The two most significant things that I actually completed this year were the syllabi for two New School classes, The Song Factory and Musical Borrowing from Plainchant to Sampling. Many of this year’s blog posts were motivated directly or indirectly by those classes.
Here are some reference materials for the Song Factory.
We spent some quality time on the Beatles in class, and I wrote some song analyses partially as class prep and partially for my own enlightenment.
My older kid got deep into learning David Bowie songs this year. I analyzed a bunch of them so we could play them together, and several of them also turned out to be relevant to the Song Factory as well.
- “The Man Who Sold The World“
- “Moonage Daydream“
- “Life On Mars?“
- “Changes“
- “Ashes to Ashes“
- “As The World Falls Down“
- “Absolute Beginners“
Here are some reference materials I wrote for Musical Borrowing.
- Dies Irae
- The Beastie Boys, James Newton and Phonographic Orality
- Scientist Rids The World Of The Evil Curse Of The Vampires
The class was mainly motivated by the study of hip-hop sampling, and I wrote some track analyses for class prep.
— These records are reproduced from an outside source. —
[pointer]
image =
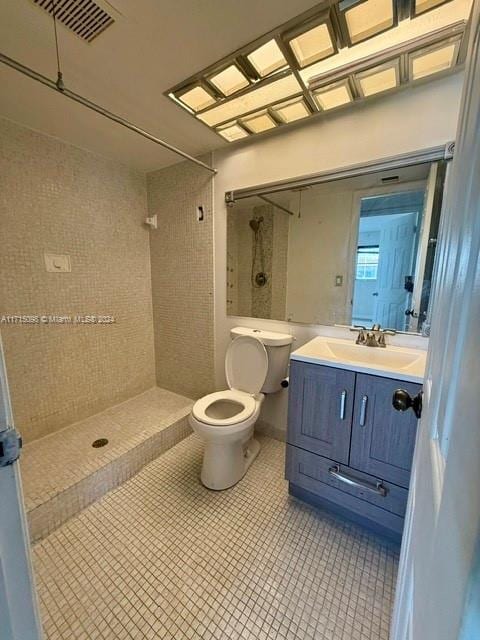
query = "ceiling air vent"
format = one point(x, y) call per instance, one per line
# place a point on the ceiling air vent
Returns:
point(83, 17)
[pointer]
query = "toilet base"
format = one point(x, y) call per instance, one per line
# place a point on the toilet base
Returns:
point(225, 464)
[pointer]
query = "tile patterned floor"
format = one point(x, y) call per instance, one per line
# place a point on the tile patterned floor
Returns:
point(163, 557)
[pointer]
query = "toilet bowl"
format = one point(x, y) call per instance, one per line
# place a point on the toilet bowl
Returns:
point(225, 420)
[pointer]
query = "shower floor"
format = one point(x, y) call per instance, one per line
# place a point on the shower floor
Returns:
point(63, 473)
point(163, 557)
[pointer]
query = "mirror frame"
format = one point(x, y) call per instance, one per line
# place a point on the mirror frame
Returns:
point(424, 156)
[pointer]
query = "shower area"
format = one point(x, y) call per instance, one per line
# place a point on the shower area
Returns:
point(257, 247)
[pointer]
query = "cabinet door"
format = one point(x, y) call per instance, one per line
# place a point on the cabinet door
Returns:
point(382, 438)
point(320, 409)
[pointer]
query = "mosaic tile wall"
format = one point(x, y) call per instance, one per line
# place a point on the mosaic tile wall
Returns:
point(243, 298)
point(181, 252)
point(58, 199)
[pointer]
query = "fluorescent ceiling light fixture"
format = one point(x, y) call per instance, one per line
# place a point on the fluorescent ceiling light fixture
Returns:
point(258, 97)
point(425, 63)
point(425, 5)
point(378, 79)
point(259, 122)
point(406, 31)
point(267, 58)
point(368, 18)
point(230, 80)
point(292, 110)
point(312, 45)
point(232, 132)
point(197, 98)
point(333, 96)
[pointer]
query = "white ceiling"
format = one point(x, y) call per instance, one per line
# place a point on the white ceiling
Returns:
point(153, 45)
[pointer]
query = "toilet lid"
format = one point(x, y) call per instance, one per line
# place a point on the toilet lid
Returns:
point(246, 364)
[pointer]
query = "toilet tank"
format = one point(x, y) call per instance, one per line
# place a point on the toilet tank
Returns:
point(278, 347)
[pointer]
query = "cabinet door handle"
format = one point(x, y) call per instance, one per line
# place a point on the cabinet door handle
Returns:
point(377, 488)
point(343, 402)
point(363, 411)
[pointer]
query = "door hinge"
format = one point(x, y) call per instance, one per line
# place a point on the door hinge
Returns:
point(10, 445)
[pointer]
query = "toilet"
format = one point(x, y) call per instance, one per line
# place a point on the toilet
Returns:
point(255, 364)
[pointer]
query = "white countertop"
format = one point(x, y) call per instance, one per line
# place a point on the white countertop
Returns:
point(399, 363)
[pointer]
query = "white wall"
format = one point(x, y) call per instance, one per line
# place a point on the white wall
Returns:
point(414, 119)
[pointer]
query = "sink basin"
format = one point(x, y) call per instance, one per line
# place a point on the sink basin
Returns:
point(389, 357)
point(401, 363)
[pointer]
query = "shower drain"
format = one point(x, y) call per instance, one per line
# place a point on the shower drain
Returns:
point(101, 442)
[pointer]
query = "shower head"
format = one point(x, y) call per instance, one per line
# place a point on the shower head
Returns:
point(255, 223)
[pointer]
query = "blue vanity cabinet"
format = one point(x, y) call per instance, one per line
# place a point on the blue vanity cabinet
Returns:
point(348, 450)
point(382, 439)
point(320, 409)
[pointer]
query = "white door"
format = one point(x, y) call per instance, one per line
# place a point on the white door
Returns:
point(397, 239)
point(424, 235)
point(435, 597)
point(19, 619)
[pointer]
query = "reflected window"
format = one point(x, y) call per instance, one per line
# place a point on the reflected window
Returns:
point(367, 262)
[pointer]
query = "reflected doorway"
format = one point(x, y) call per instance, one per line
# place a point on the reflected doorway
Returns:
point(386, 254)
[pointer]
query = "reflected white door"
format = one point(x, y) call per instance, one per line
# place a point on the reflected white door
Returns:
point(19, 619)
point(415, 304)
point(394, 263)
point(438, 590)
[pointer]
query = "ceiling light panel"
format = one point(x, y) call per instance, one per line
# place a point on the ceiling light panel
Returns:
point(367, 18)
point(312, 45)
point(379, 79)
point(255, 99)
point(232, 132)
point(297, 69)
point(333, 96)
point(196, 98)
point(259, 122)
point(433, 60)
point(229, 80)
point(267, 58)
point(292, 110)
- “Don’t Sweat The Technique“
- “Eye Know“
- “Little Simz and Ramsey Lewis“
- “Ahmad Jamal and hip-hop“
- “Can I Kick It?“
I also continued teaching music tech for music educators, and I wrote a couple of new explainers for those classes.
So now for the groove pedagogy situation. I have some larger ambitions with the study of groove. I think there’s a need for a music theory textbook about how rhythm, harmony and form work in genres like funk, dance and hip-hop. I wrote a proposal for a groove-oriented theory text, and there is some publisher interest, but I have to do a lot of revising and reshaping. The big problem is figuring out who would buy and use such a book. I don’t even have a place where I can teach a groove-centric musicology or theory class myself, much less a sense of how to find a critical mass of other teachers who would want to buy a groove theory book. Heather Fortune and I do have a lot of instrumental methods and compositions for school ensembles in the pipeline, those will be coming out from F-Flat Books at some point in 2024. In the meantime, I continue to write about groove, both because I enjoy doing it and because I am hopeful that an audience will present itself if I just keep at it.
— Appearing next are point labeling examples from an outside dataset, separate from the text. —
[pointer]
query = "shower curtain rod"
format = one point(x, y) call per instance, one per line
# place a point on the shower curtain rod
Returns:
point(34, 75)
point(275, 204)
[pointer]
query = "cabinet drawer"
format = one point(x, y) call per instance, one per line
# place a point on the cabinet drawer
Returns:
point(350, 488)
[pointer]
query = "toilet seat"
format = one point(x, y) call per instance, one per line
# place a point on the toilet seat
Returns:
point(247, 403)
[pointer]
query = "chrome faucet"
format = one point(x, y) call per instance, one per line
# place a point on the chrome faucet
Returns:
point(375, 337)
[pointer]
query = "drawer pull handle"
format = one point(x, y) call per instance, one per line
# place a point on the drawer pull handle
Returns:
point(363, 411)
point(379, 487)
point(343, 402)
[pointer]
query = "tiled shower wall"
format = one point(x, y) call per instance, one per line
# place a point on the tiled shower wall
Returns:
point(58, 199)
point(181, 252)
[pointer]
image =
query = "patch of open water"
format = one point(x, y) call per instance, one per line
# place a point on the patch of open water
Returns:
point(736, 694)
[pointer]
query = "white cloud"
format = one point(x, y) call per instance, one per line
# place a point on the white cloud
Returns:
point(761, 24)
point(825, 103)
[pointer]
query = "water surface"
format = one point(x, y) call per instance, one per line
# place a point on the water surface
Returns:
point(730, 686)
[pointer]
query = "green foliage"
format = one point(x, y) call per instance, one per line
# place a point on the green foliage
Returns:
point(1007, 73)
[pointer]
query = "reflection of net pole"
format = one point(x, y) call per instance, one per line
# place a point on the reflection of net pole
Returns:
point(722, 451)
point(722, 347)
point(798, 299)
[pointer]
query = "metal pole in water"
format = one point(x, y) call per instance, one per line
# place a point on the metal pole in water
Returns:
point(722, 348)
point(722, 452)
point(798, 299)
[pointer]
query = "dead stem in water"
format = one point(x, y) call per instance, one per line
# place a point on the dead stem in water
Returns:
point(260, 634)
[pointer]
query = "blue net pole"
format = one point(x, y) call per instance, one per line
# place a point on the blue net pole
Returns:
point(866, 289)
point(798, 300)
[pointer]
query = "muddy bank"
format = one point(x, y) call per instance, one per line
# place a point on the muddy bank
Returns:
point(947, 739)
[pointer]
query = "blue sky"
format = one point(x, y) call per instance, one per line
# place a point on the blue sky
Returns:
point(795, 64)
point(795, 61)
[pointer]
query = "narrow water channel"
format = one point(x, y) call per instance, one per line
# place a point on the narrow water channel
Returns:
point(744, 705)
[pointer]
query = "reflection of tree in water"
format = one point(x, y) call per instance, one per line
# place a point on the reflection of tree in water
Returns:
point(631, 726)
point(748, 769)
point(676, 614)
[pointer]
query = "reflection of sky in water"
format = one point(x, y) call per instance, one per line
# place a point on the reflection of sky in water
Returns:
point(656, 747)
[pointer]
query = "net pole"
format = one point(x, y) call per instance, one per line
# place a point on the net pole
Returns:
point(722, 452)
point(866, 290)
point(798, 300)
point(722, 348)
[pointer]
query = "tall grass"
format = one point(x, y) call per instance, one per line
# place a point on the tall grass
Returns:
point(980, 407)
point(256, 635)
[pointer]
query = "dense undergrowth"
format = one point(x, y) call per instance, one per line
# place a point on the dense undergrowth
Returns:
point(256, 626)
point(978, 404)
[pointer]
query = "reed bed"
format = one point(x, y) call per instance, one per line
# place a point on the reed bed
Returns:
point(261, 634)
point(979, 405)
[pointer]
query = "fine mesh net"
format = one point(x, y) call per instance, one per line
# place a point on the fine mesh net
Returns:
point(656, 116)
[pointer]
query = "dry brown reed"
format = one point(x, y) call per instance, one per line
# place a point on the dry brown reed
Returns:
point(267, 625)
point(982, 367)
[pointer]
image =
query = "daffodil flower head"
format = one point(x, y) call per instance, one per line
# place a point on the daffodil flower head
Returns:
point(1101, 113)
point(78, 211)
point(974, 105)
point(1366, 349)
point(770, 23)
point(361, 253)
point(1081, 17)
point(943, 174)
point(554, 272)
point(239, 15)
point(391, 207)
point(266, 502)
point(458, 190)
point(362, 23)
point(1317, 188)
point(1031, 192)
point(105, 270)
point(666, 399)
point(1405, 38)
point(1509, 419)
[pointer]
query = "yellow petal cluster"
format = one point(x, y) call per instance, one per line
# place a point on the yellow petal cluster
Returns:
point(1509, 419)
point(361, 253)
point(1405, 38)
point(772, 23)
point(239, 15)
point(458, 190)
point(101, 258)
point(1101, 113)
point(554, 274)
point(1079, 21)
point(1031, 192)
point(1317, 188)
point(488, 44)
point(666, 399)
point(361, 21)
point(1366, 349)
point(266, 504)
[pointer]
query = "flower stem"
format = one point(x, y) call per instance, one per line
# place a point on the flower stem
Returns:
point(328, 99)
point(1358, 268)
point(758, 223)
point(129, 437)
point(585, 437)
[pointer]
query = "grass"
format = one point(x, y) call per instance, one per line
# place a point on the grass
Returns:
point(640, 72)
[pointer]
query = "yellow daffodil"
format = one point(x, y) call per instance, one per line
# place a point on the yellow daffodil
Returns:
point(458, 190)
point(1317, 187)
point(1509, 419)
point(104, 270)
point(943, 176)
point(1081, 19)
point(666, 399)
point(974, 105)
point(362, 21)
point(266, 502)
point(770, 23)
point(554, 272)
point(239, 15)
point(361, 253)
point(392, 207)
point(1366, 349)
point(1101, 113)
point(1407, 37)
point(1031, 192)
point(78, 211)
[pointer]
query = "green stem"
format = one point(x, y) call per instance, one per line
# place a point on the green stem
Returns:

- Polymeter and polyrhythm
- Teaching swing
- Building the Funky Drummer break
- Building the Amen break
- “There Was A Time (I Got To Move)“
- “God Make Me Funky“
- “Baby, I Love You“
- “Rock Steady“
- “Pusherman“
- “I Heard It Through The Grapevine“
- “Freedom Jazz Dance“
- “Don’t You Worry ‘Bout A Thing“
- “Love Rollercoaster” and “Genius of Love”
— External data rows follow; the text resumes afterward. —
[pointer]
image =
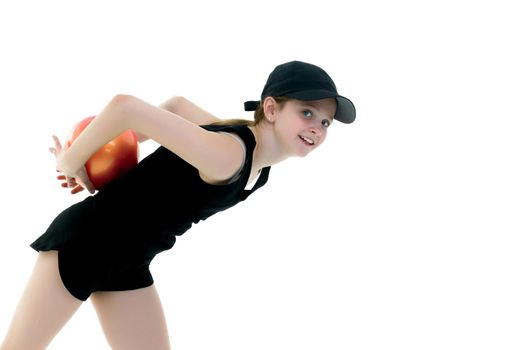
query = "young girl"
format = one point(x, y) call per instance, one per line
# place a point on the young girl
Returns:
point(101, 247)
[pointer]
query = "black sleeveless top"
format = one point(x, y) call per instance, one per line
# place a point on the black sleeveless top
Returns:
point(160, 198)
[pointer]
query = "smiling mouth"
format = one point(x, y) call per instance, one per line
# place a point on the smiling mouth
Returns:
point(307, 141)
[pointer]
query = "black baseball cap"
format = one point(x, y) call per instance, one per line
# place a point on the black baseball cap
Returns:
point(306, 82)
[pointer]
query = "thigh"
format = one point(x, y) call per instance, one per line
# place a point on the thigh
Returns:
point(132, 319)
point(45, 306)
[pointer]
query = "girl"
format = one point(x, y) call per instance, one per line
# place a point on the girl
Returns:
point(101, 247)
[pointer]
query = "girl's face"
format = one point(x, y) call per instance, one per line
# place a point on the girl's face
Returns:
point(302, 126)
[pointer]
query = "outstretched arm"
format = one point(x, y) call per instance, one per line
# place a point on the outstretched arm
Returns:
point(187, 110)
point(215, 155)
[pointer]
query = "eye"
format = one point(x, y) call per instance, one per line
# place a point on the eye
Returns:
point(307, 113)
point(326, 123)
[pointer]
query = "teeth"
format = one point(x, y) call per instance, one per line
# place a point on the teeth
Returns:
point(310, 141)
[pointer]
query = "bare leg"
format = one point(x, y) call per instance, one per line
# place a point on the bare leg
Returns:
point(132, 320)
point(44, 308)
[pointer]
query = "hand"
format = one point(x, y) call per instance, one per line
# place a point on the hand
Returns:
point(78, 180)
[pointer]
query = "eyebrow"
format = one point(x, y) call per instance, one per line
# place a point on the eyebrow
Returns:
point(312, 106)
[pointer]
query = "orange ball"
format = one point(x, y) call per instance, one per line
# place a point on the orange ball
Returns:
point(112, 160)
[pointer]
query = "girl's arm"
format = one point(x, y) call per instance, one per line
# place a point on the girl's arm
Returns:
point(217, 156)
point(187, 110)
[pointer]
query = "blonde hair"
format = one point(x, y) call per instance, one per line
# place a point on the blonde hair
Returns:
point(258, 115)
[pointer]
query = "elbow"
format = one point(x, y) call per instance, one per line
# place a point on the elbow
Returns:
point(120, 100)
point(120, 106)
point(173, 103)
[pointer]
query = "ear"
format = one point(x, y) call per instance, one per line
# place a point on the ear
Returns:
point(270, 108)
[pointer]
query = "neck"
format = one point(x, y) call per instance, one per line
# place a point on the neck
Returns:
point(267, 152)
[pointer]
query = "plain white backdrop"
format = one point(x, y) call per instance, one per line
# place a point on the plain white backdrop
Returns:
point(404, 231)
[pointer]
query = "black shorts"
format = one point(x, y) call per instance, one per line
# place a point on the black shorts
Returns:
point(101, 251)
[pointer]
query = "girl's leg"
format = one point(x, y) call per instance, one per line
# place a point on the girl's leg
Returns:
point(132, 320)
point(44, 308)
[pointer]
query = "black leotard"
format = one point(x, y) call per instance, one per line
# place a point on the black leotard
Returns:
point(107, 241)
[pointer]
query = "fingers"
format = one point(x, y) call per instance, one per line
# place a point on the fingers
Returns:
point(58, 146)
point(77, 189)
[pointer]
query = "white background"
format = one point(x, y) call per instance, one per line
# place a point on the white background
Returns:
point(404, 231)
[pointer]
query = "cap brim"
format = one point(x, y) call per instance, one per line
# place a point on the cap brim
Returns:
point(345, 108)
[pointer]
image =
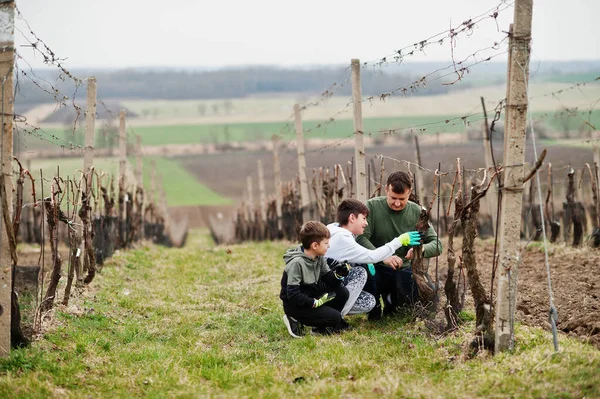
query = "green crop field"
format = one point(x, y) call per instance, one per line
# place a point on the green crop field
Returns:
point(181, 187)
point(157, 135)
point(226, 133)
point(206, 321)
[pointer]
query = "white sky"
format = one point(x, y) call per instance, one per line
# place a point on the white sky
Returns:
point(134, 33)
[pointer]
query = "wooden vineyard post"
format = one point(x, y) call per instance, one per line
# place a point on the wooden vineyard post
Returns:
point(304, 196)
point(139, 171)
point(122, 179)
point(420, 194)
point(492, 199)
point(262, 198)
point(359, 146)
point(250, 199)
point(90, 122)
point(86, 197)
point(7, 53)
point(277, 177)
point(514, 157)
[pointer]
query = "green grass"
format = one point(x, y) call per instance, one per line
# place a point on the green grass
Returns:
point(181, 187)
point(203, 321)
point(226, 133)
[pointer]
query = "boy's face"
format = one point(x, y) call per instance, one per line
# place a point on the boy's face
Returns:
point(321, 247)
point(357, 224)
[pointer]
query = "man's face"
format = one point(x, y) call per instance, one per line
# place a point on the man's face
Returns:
point(321, 247)
point(396, 201)
point(358, 224)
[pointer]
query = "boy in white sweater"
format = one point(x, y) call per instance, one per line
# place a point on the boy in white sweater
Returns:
point(352, 220)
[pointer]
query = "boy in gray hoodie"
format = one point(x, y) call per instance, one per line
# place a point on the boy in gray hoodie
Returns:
point(312, 293)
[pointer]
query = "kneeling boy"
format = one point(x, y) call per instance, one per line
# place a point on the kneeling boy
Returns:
point(311, 293)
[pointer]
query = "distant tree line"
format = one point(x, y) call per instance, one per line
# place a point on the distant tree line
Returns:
point(216, 84)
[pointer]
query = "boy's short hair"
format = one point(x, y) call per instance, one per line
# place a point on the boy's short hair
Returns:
point(349, 207)
point(400, 181)
point(313, 231)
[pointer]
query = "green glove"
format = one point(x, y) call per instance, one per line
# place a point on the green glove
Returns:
point(371, 268)
point(342, 270)
point(410, 238)
point(329, 296)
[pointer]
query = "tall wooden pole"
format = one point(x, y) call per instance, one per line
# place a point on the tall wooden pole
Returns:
point(250, 198)
point(261, 192)
point(492, 198)
point(139, 171)
point(7, 59)
point(153, 182)
point(420, 194)
point(359, 145)
point(277, 176)
point(122, 150)
point(514, 157)
point(304, 198)
point(122, 180)
point(90, 125)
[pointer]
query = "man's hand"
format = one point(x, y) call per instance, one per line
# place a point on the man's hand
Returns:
point(395, 262)
point(329, 296)
point(410, 238)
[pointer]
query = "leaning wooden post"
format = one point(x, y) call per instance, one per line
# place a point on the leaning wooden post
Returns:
point(153, 182)
point(277, 177)
point(359, 145)
point(419, 174)
point(250, 198)
point(7, 54)
point(90, 125)
point(596, 150)
point(492, 199)
point(261, 192)
point(122, 179)
point(139, 171)
point(85, 212)
point(514, 157)
point(304, 198)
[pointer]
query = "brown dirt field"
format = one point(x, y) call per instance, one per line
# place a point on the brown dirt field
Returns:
point(575, 281)
point(575, 274)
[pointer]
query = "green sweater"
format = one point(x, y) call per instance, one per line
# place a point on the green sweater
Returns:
point(385, 224)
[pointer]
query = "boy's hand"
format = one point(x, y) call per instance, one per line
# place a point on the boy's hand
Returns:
point(410, 238)
point(329, 296)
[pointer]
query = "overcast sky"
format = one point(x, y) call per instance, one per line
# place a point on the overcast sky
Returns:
point(134, 33)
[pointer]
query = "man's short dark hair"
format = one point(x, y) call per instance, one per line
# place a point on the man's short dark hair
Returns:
point(400, 181)
point(349, 207)
point(313, 231)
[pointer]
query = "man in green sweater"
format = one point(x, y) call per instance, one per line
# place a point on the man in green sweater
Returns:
point(390, 216)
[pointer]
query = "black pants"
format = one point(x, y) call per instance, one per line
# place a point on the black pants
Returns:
point(327, 315)
point(399, 283)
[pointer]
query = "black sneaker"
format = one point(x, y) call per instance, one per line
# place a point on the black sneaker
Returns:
point(375, 314)
point(295, 328)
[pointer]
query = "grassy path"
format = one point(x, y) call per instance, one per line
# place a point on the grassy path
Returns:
point(205, 321)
Finally, I wrote two dissertation-related things this year.
- “Building Hip-Hop Educators” – a book chapter collab with my music education inspiration Toni Blackman
- A ten page summary of my dissertation for a thing I applied for – if you are curious about my research and don’t want to read three hundred pages, this is for you.
Looking at all of this collected in one place, it does seem like a lot of material. Analyzing music is easy and fun for me! Finding institutional settings to do this work is much harder. Hopefully that will get easier.